Author | Michelle Levine

When you execute your code within AWS Lambda, the functions can either be invoked synchronously or asynchronously. While each is useful and needed for different situations, they also come along with interesting side effects in the serverless space.

Synchronous functions are used when you need to know the result of an operation before moving on to the next one. This might be something as simple as invoking one function that does a calculation and then using the result in another function. Synchronous functions can be easier to handle and keep track of because they are usually invoked one at a time in order. They allow you to get the result of a function before moving on to the next one so you don’t have to worry about missing data.

Sometimes, however, it doesn’t actually matter what the response is; it is good enough to know that the function has been fired and is running. When this is the case, asynchronous functions are the way to go. One example of when you would want to run an asynchronous function is when you are starting a video encoding process. AWS Lambda will send a response that the video encoding function has been invoked and started successfully. Because the function is asynchronous, you get this response as soon as the process has been started, instead of having to wait until the process has completed.

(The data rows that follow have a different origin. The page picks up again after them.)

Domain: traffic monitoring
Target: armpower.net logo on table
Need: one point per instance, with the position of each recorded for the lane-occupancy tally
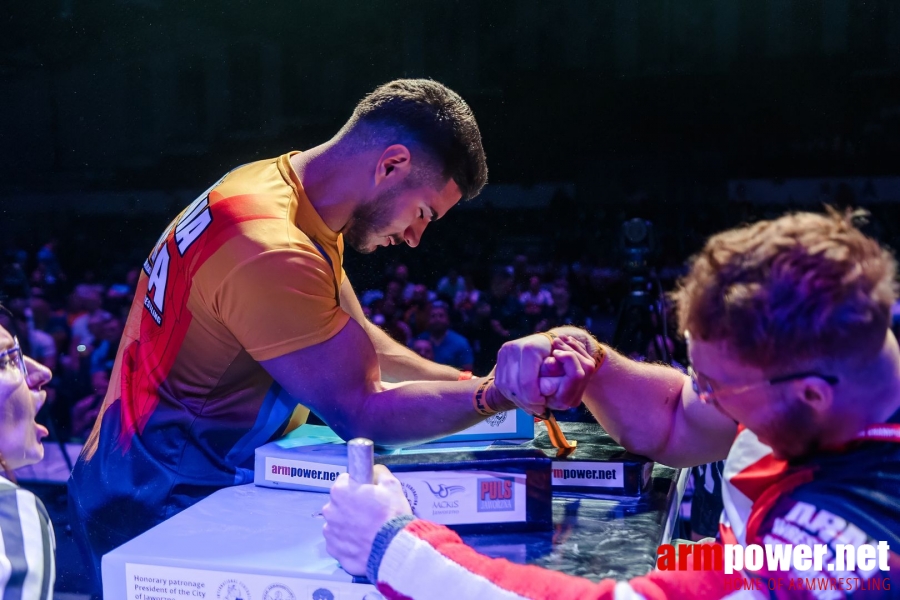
(495, 494)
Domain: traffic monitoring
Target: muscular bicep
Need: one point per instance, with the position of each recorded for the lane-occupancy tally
(700, 433)
(350, 303)
(333, 378)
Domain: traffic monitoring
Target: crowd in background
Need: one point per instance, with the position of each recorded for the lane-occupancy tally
(74, 326)
(459, 316)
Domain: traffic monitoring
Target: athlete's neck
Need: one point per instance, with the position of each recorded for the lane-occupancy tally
(873, 397)
(334, 184)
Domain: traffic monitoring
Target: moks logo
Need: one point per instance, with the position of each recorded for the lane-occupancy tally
(411, 495)
(232, 589)
(444, 491)
(496, 494)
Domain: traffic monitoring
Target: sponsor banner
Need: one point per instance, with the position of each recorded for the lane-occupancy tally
(301, 472)
(587, 474)
(504, 422)
(157, 582)
(466, 497)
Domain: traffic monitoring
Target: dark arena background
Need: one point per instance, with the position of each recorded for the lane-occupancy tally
(619, 135)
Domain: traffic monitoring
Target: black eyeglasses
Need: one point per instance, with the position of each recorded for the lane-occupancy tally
(13, 358)
(704, 389)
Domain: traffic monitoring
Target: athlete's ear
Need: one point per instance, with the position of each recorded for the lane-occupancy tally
(394, 165)
(815, 393)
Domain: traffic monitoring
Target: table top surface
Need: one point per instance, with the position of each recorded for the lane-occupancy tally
(262, 530)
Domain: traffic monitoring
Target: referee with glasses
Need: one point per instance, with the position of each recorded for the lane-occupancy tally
(27, 565)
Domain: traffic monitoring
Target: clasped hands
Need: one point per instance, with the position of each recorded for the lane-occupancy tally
(540, 372)
(536, 373)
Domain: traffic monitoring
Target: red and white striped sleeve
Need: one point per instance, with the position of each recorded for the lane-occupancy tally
(413, 559)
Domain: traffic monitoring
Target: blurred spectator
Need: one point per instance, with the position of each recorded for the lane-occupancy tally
(85, 411)
(419, 310)
(84, 302)
(450, 285)
(401, 276)
(423, 348)
(535, 294)
(107, 331)
(450, 348)
(467, 298)
(37, 344)
(498, 318)
(563, 312)
(392, 324)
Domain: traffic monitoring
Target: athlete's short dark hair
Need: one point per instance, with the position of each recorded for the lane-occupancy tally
(436, 118)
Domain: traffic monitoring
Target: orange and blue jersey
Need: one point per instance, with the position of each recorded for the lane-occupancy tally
(246, 273)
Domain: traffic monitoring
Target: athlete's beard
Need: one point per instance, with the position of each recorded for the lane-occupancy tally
(369, 218)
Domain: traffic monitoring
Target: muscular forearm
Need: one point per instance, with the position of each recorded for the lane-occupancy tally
(398, 363)
(415, 412)
(651, 410)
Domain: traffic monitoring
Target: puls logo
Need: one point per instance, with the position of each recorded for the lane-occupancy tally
(496, 494)
(232, 589)
(497, 420)
(444, 491)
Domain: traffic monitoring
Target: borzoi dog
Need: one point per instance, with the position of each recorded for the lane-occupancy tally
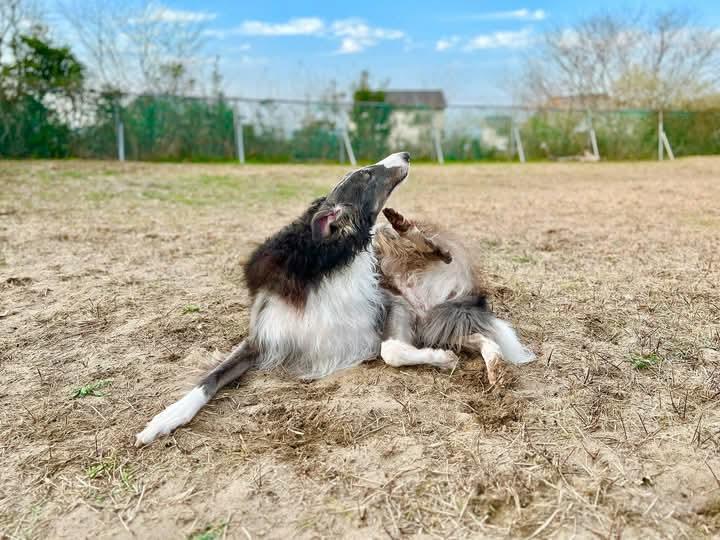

Within AWS Lambda, functions invoked synchronously and asynchronously are handled in different ways when they fail, which can cause some unexpected side effects in your program logic. If you are synchronously invoking functions directly, the invoking application is responsible for all retries. If you are using integrations they may have additional retries built in. Functions that are invoked asynchronously don’t rely on the invoking application for retries. In this case, the retries are built in and run automatically. The invocation will be retried twice with delays in-between. If it fails on both retries, the event is discarded. With asynchronous invocations, you are able to set up a Dead Letter Queue which can be used to keep the failed event from being discarded. The Dead Letter Queue allows you to send unprocessed events to an Amazon SQSor SNS queue for you to build logic to deal with.

Whichever type of invocation you choose to use for your AWS Lambda functions, it is very important that you understand how the service is going to handle failures. Building your own logic for retries can end up conflicting with the built in handlers and cause some very interesting behavior!